Over the summer and fall, GE Capital tried to sell Homer City, but the bids came in at between $230 million and $535 million, well below company’s $606 million of debt.

Now Homer City Generation LP is emerging from Chapter 11 for the second time. The pre-packaged bankruptcy moved through the court quickly, entering in January and emerging in mid-February, in a debt-for-equity swap that saw the holders of about $600 million of Homer City debt become the new owners.

Market sources say that hedge funds Wellington Management, GoldenTree Asset Management, TCW, and Elliott Associates are among the new owners. Inquiries to those companies were not returned.

Uncertain future

Homer City Generation comes out of bankruptcy carrying less debt, but it still faces significant hurdles. The $600 million debt load has been converted to equity, and the company has secured $150 million in exit financing from Morgan Stanley Senior Funding.

Homer City also has about $20 million of cash on hand, but it is facing the same challenging market conditions, as well as some substantial capital expenditures.

In addition, between 2008 and 2012, under prior ownership, capex at the plant was deferred, affecting the condition of the facility, according to court documents.

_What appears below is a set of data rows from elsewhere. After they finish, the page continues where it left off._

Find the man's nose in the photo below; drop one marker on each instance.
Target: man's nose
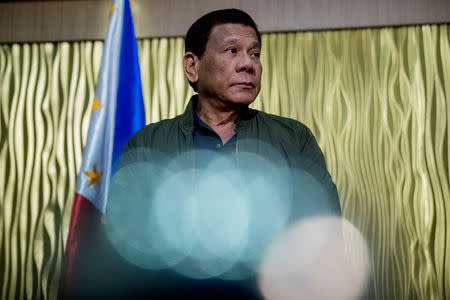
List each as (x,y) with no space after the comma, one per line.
(245,63)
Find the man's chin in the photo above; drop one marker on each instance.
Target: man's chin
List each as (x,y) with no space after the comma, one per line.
(242,99)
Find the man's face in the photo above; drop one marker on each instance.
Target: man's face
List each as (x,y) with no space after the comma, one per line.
(230,68)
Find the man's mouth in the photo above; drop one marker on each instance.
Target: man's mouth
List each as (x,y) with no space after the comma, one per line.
(244,85)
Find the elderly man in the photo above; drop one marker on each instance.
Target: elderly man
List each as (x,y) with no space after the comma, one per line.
(207,191)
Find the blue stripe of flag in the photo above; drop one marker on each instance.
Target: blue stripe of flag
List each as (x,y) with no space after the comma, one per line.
(130,115)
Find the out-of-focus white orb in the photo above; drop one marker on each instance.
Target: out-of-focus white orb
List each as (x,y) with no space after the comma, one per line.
(317,258)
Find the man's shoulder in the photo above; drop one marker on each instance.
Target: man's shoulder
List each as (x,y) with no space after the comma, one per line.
(161,127)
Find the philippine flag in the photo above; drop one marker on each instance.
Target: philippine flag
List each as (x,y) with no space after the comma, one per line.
(117,113)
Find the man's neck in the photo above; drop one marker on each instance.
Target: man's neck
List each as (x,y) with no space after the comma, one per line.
(219,116)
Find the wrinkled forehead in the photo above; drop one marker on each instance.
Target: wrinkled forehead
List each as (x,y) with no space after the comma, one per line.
(233,33)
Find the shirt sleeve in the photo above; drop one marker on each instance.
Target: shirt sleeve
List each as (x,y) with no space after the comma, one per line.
(312,163)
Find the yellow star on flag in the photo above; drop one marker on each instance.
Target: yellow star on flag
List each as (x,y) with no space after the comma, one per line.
(96,104)
(94,176)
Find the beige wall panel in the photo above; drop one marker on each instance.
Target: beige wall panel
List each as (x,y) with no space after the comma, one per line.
(87,20)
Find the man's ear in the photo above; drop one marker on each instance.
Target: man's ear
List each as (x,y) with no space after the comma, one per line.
(190,64)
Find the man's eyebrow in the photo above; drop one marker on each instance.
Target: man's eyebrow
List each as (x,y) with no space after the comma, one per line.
(227,41)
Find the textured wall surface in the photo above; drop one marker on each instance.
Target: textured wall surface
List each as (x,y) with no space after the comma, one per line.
(377,101)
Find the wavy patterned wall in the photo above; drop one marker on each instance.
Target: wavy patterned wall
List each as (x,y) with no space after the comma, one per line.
(377,101)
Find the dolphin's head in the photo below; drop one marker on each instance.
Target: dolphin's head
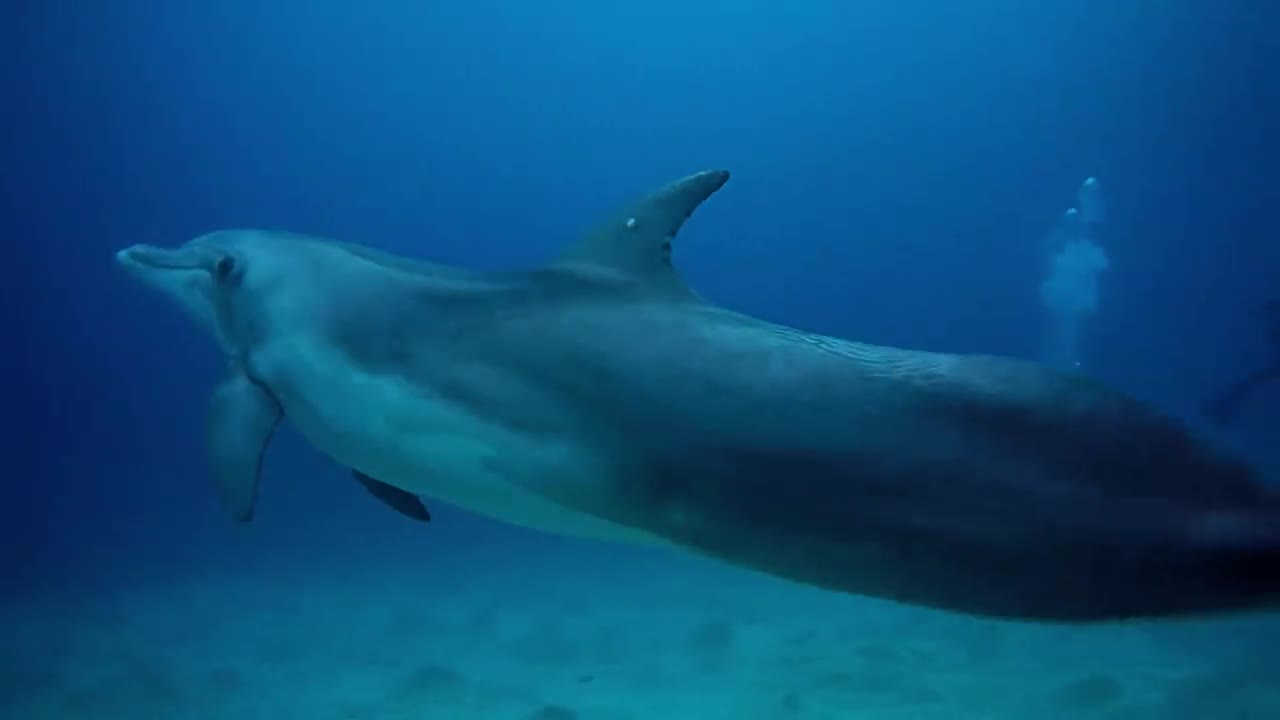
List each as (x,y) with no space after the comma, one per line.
(205,276)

The needed investments will help ensure the plant can stay within or exceed its historical forced outage rate and comply with Pennsylvania’s Reasonably Available Control Technology NOx limits, known as RACT2, by installing selective catalytic reduction equipment on two of the three boilers.

The boilers also have experienced increased stresses because the units are being used to follow load instead of being run in continuous baseload mode as many plants of 1960 or 1970 vintage were designed to do.

The five year plan filed with the court puts the capex needs of the plant between $86 million and $77 million in 2017, $94 million and $85 million in 2018, $101 million and $84 million in 2019, $84 million and $64 million in 2020, and $107 million and $72 million in 2021.

Estimates in court documents prepared by PA Consulting project EBITDA for Homer City at $44.5 million in 2017, $33.2 million in 2018, $36.7 million in 2019, $72.8 million in 2020, and $92.6 million in 2021.

Whether or not the plant can turn around and hand in that kind of performance remains to be seen. Market fundamentals in PJM and NYISO have not changed significantly. And, so far, it has been a mild winter. In addition, several new gas-fired plants are scheduled to enter service in the next three or four years.

One analyst said Homer City could manage to pay off its debt is there were another polar vortex like the one that hit the Northeast in January 2014. And, if there was another one beyond that, equity might get paid, he said.

Coal’s woes persist

Homer City’s woes, while particular to its situation, are not unique. Moody’s Investors Service recently downgraded two other coal-fired merchant generators in PJM and in Ohio, FirstEnergy’s coal plants are under pressure.